Il y a tout d'abord le public. Pour la très grande majorité, ils avaient entre 10 et 20 ans dans les années 60. Ils ont juste un demi-siècle de plus, mais toujours cette lueur éternelle dans leur regard pour leur idole. 

La différence sociale est bien présente dans la salle. La France bourgeoise et parisienne est mêlée à celle plus prolétaire venue de province.On a vraiment le sentiment que pour cette dernière partie du public, Adamo est à l'image de leur vie, l'amour du travail bien fait et une vie sans excès.
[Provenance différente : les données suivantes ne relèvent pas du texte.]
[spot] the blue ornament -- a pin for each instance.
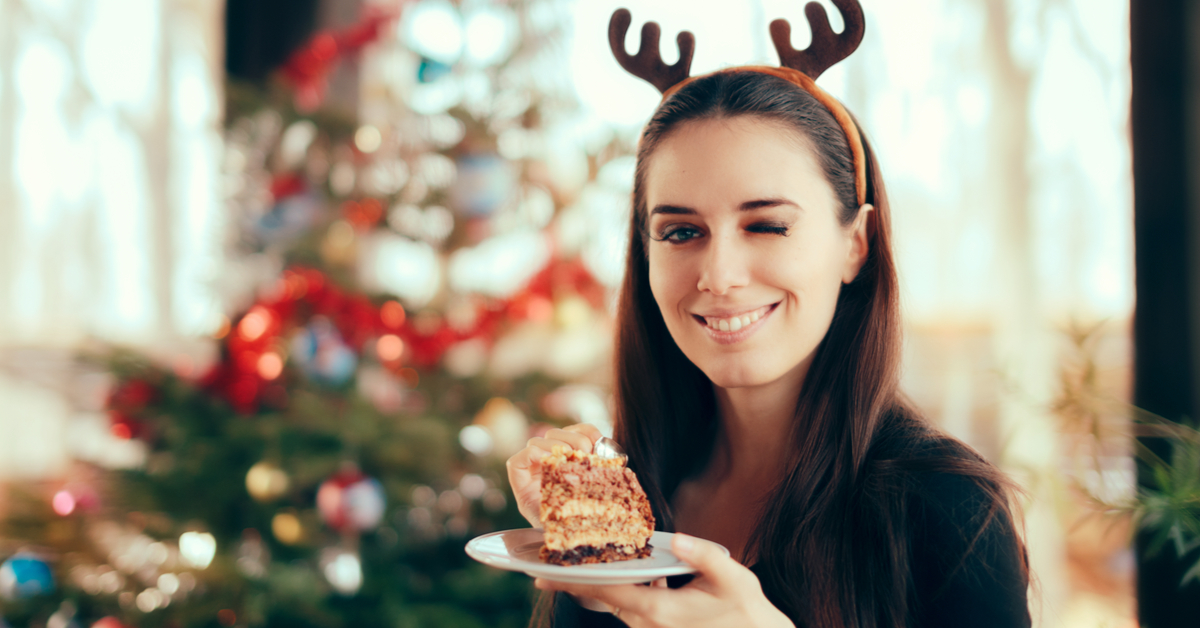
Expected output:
(484, 183)
(323, 354)
(288, 219)
(430, 70)
(25, 575)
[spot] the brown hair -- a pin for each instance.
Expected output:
(833, 542)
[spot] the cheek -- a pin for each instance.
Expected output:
(665, 281)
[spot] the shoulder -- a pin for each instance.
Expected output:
(967, 563)
(970, 566)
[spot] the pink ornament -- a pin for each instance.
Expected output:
(351, 501)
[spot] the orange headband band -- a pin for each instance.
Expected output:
(799, 67)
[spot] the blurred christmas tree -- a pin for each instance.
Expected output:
(413, 295)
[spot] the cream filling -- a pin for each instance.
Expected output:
(630, 531)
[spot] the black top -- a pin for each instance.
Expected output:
(955, 582)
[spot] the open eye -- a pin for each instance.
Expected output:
(678, 234)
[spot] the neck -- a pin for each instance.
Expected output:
(755, 428)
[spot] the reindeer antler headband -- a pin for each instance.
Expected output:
(799, 67)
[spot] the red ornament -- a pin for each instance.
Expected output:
(125, 426)
(351, 501)
(363, 214)
(251, 370)
(286, 185)
(309, 67)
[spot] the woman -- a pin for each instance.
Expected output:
(757, 392)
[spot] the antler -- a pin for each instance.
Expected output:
(827, 48)
(648, 64)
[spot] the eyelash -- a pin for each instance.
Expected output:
(771, 228)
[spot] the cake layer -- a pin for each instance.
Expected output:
(593, 509)
(594, 554)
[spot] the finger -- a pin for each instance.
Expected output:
(526, 458)
(709, 560)
(574, 438)
(631, 599)
(586, 429)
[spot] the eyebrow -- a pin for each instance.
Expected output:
(749, 205)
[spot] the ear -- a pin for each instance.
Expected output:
(858, 244)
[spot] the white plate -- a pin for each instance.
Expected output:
(516, 550)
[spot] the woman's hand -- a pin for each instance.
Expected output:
(525, 466)
(724, 593)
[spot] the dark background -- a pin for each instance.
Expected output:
(1165, 57)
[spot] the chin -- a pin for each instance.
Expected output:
(741, 376)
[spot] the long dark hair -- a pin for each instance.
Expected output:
(832, 542)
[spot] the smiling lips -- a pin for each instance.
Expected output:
(730, 328)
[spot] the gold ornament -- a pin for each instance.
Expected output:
(267, 482)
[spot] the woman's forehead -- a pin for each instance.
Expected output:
(727, 160)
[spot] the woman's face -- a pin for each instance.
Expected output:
(747, 255)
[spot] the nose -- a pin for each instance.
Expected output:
(725, 265)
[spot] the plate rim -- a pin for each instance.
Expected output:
(579, 573)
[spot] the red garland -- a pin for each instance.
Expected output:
(251, 374)
(251, 369)
(307, 69)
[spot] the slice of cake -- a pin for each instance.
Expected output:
(593, 509)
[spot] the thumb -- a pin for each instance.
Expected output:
(709, 558)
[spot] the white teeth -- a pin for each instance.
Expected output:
(736, 322)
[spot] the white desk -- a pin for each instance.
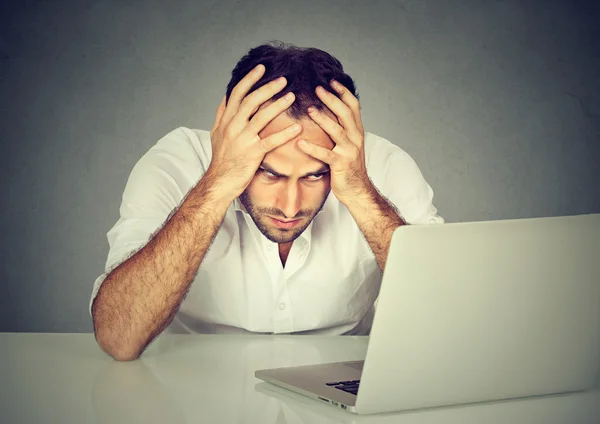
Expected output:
(65, 378)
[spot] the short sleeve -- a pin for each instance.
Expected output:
(403, 185)
(398, 178)
(156, 186)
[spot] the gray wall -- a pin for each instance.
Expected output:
(497, 101)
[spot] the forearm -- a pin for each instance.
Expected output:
(377, 219)
(140, 297)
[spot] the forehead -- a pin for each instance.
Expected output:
(288, 158)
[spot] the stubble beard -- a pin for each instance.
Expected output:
(277, 235)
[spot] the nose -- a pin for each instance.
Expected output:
(289, 200)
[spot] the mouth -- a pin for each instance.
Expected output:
(284, 224)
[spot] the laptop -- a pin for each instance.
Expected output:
(473, 312)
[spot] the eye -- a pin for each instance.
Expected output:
(268, 174)
(315, 177)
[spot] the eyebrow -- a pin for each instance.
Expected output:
(322, 170)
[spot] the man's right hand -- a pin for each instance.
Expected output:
(237, 149)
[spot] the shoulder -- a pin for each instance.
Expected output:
(383, 157)
(182, 150)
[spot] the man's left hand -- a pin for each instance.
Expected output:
(346, 160)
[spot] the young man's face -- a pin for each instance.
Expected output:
(289, 184)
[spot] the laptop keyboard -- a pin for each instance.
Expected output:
(350, 386)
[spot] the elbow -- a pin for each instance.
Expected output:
(119, 351)
(116, 345)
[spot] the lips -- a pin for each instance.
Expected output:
(283, 224)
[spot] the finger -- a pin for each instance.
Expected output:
(343, 112)
(262, 118)
(239, 92)
(349, 99)
(279, 138)
(318, 152)
(219, 115)
(335, 130)
(254, 101)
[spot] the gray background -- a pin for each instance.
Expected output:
(497, 101)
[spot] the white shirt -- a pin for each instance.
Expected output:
(330, 280)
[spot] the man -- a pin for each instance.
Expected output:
(260, 226)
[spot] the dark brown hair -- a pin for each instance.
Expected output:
(304, 69)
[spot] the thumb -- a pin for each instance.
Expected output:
(219, 115)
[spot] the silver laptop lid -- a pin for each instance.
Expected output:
(479, 311)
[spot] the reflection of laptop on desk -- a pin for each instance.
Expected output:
(472, 312)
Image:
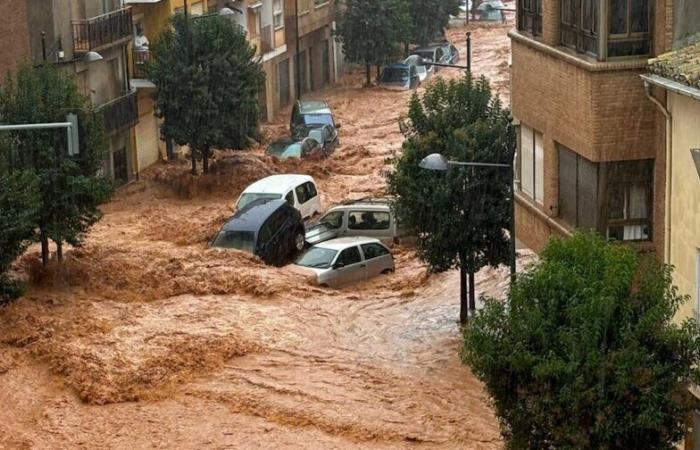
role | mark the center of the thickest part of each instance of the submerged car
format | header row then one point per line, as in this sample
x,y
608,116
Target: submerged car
x,y
308,148
366,217
342,261
270,229
399,77
310,114
298,190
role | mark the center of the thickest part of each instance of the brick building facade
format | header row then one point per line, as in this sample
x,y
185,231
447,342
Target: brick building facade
x,y
591,145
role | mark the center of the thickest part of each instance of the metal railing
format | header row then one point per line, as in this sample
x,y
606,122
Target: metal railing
x,y
121,113
139,60
102,31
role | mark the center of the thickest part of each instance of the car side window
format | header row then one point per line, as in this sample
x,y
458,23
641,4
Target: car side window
x,y
368,220
350,256
333,220
372,251
301,194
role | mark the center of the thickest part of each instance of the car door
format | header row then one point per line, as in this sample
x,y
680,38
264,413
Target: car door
x,y
349,267
370,223
377,258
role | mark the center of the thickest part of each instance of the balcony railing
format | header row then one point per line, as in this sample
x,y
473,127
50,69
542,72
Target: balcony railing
x,y
140,59
102,31
121,113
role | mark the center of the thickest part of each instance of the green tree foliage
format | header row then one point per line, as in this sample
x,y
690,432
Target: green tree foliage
x,y
19,211
207,85
372,31
585,353
429,18
460,215
70,189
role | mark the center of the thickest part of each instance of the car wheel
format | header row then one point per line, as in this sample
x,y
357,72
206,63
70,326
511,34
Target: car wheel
x,y
299,241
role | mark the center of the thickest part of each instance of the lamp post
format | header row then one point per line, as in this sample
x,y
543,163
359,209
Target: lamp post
x,y
438,162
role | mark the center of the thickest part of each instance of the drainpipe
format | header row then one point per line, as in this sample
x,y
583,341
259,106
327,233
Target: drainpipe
x,y
669,172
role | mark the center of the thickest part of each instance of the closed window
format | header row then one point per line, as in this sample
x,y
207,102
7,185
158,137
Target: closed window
x,y
368,220
277,14
579,25
532,163
350,256
372,251
530,16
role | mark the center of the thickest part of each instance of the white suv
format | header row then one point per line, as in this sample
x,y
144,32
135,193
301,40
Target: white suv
x,y
366,217
299,191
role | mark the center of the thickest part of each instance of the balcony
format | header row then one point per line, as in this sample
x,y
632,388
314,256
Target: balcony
x,y
139,60
102,31
121,113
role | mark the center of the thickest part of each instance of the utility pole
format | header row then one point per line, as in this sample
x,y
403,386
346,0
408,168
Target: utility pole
x,y
297,62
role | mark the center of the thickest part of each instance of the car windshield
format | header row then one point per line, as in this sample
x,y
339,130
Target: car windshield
x,y
250,197
394,75
425,55
240,240
317,257
318,119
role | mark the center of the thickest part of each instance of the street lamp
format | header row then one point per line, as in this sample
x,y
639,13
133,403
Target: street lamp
x,y
436,161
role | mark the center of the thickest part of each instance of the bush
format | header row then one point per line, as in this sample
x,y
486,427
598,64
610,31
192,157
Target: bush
x,y
585,353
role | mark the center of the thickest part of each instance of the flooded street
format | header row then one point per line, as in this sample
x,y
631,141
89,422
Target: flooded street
x,y
147,338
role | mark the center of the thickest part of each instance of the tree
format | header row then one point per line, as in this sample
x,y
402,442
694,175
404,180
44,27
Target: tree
x,y
19,211
70,188
429,18
372,31
207,85
585,354
459,216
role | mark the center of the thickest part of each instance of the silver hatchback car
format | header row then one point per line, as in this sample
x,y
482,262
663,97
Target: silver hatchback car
x,y
342,261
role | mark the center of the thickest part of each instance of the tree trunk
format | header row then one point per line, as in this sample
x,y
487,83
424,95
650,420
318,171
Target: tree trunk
x,y
463,305
472,293
205,159
44,250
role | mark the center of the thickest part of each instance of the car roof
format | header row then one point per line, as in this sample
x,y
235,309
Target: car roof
x,y
253,215
277,184
345,242
314,107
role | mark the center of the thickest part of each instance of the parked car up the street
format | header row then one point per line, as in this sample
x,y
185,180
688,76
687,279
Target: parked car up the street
x,y
271,229
342,261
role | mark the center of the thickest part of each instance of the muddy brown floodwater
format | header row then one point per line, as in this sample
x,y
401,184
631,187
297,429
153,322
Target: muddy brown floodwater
x,y
146,338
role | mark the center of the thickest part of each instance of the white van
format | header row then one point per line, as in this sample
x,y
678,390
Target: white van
x,y
299,191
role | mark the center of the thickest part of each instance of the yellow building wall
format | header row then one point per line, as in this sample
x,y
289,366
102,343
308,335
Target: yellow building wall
x,y
685,199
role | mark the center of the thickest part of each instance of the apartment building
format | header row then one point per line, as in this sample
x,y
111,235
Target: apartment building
x,y
89,39
591,145
319,57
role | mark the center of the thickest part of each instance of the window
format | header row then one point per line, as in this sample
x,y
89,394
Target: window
x,y
532,163
629,198
579,25
629,28
368,220
277,14
578,190
372,251
530,16
612,198
333,220
350,256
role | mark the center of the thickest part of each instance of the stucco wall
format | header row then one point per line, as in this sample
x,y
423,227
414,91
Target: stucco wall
x,y
685,197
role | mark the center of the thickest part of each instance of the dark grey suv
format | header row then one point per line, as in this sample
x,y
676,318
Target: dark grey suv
x,y
270,229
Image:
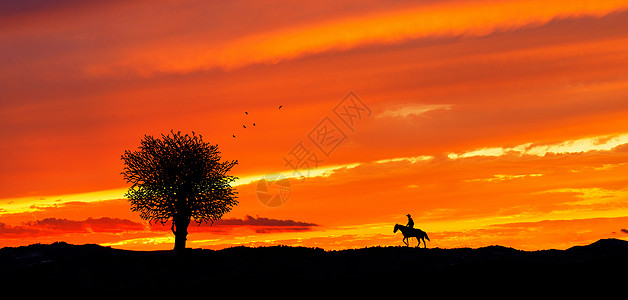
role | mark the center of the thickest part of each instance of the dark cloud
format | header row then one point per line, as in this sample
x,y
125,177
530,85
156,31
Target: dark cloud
x,y
261,221
260,224
52,226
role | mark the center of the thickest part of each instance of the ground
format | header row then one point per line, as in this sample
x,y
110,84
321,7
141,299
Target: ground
x,y
62,267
C'est un demi-siècle d'une France qui s'est rarement côtoyée, qui s'est parfois affrontée, mais qui se retrouve ce soir autour d'un artiste qui fait l'unanimité. Ils sont là pour le prouver.

Le concert pêut commencer

Dans la salle sont également présents des proches du chanteur, comme Chantal Lauby, qui avait été jusqu'à utiliser l'une de ses chansons comme titre de l'un de ses films "Laisse tes mains sur mes hanches", dans lequel il faisait une apparition.

Sans en avoir l'air, le chanteur s'en prend à ces "révolutionnaires soixante-huitard" qui ont oublié leurs idéaux.

Avec sa douceur et sa sensibilité, il sait trouver les mots juste  pour rappeler que les hommes aussi sont des êtres fragiles, sensibles . Très jolie chanson.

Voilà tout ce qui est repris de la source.